Shiga Mikio, Seno Shigeto, Onizuka Makoto, Matsuda Hideo
Graduate School of Information Science and Technology, Osaka University, Osaka, Japan.
PeerJ. 2021 Aug 27;9:e12087. doi: 10.7717/peerj.12087. eCollection 2021.
Single-cell RNA-sequencing is a rapidly evolving technology that enables us to understand biological processes at unprecedented resolution. Single-cell expression analysis requires a complex data processing pipeline, and the pipeline is divided into two main parts: The quantification part, which converts the sequence information into gene-cell matrix data; the analysis part, which analyzes the matrix data using statistics and/or machine learning techniques. In the analysis part, unsupervised cell clustering plays an important role in identifying cell types and discovering cell diversity and subpopulations. Identified cell clusters are also used for subsequent analysis, such as finding differentially expressed genes and inferring cell trajectories. However, single-cell clustering using gene expression profiles shows different results depending on the quantification methods. Clustering results are greatly affected by the quantification method used in the upstream process. In other words, even if the original RNA-sequence data is the same, gene expression profiles processed by different quantification methods will produce different clusters. In this article, we propose a robust and highly accurate clustering method based on joint non-negative matrix factorization (joint-NMF) by utilizing the information from multiple gene expression profiles quantified using different methods from the same RNA-sequence data. Our joint-NMF can extract common factors among multiple gene expression profiles by applying each NMF under the constraint that one of the factorized matrices is shared among multiple NMFs. The joint-NMF determines more robust and accurate cell clustering results by leveraging multiple quantification methods compared to conventional clustering methods, which use only a single gene expression profile. Additionally, we showed the usefulness of discovering marker genes with the extracted features using our method.
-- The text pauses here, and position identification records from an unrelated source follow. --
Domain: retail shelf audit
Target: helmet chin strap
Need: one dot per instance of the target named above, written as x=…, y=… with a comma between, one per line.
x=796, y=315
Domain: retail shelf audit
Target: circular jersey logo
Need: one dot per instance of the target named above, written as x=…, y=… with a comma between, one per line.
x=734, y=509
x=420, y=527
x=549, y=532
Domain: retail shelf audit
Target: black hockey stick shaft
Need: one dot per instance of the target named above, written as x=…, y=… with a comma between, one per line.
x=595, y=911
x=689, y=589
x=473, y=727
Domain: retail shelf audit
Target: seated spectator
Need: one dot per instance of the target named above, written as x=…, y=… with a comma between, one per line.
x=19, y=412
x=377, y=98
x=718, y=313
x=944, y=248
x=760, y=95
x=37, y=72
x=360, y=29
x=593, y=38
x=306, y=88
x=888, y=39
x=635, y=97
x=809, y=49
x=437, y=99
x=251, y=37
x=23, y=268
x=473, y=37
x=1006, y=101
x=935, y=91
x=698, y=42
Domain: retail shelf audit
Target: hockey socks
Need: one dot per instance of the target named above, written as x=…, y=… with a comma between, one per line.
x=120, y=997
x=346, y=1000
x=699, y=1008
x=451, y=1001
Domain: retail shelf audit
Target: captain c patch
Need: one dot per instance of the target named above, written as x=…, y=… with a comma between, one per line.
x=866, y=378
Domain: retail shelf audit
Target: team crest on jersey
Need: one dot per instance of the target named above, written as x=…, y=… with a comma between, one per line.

单细胞RNA测序是一项快速发展的技术,它使我们能够以前所未有的分辨率理解生物过程。单细胞表达分析需要一个复杂的数据处理流程,该流程主要分为两个部分:量化部分,将序列信息转化为基因-细胞矩阵数据;分析部分,使用统计和/或机器学习技术分析矩阵数据。在分析部分,无监督细胞聚类在识别细胞类型、发现细胞多样性和亚群方面发挥着重要作用。识别出的细胞簇也用于后续分析,如寻找差异表达基因和推断细胞轨迹。然而,使用基因表达谱进行单细胞聚类时,根据量化方法的不同会显示出不同的结果。聚类结果受上游过程中使用的量化方法的影响很大。换句话说,即使原始RNA序列数据相同,不同量化方法处理的基因表达谱也会产生不同的聚类。在本文中,我们通过利用从同一RNA序列数据中使用不同方法量化得到的多个基因表达谱中的信息,提出了一种基于联合非负矩阵分解(joint-NMF)的稳健且高度准确的聚类方法。我们的联合非负矩阵分解可以通过在多个非负矩阵分解中共享其中一个分解矩阵的约束下应用每个非负矩阵分解,来提取多个基因表达谱中的共同因子。与仅使用单个基因表达谱的传统聚类方法相比,联合非负矩阵分解通过利用多种量化方法确定了更稳健、准确的细胞聚类结果。此外,我们展示了使用我们的方法通过提取的特征发现标记基因的实用性。